Indeed, it is possible the amount or composition/source of copper may be critical in determining whether copper is beneficial or detrimental. Chronic low dose copper treatment (CuCl2) in drinking water of rats [42], mice [43], and mice with AD-causing genetic mutations [44] causes memory impairment. Copper treatment to mice caused oxidative damage to DNA and proteomic analysis revealed loss of synaptic proteins and changed mitochondrial proteins in the hippocampus [45]. Changes to mitochondrial proteins were likewise observed in cortex of mice that were treated under the same regime. So, there is a risk that copper treatment may worsen disease outcomes.
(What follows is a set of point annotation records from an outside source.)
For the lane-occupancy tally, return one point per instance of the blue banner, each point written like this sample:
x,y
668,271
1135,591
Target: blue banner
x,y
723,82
This study has various strengths, including many brain autopsies analyzed from participants of a well-defined community cohort, copper level assessments and several brain pathologies examined in multiple brain regions, using standardized measures, nearly a decade of annual follow-up before death, a comprehensive battery of 19 cognitive tests, and dietary assessments on these participants. However, a primary limitation of the study is the cross-sectional analysis of brain copper levels and AD pathology, which prevents causal interpretation of the findings. In addition, the study has no data on the source of other potential environmental exposure to copper, including that from drinking water, and there is a potential for inaccurate assessment of dietary copper as the copper content of plant food depends on soil and may vary by region.

In conclusion, the relation between higher brain copper levels and slower cognitive decline, which is most robust in the regions vulnerable to AD, supports the role of copper homeostasis in maintaining brain health and possibly delaying the disease process. The inverse association of copper with AD neuropathology suggests these copper levels may reflect the severity of the disease or indicate its potentially beneficial effect on AD pathology. Dietary copper does not associate with brain copper levels, but it still was associated with slower cognitive decline. Further studies are required to understand and further validate copper as a potential therapeutic target for AD.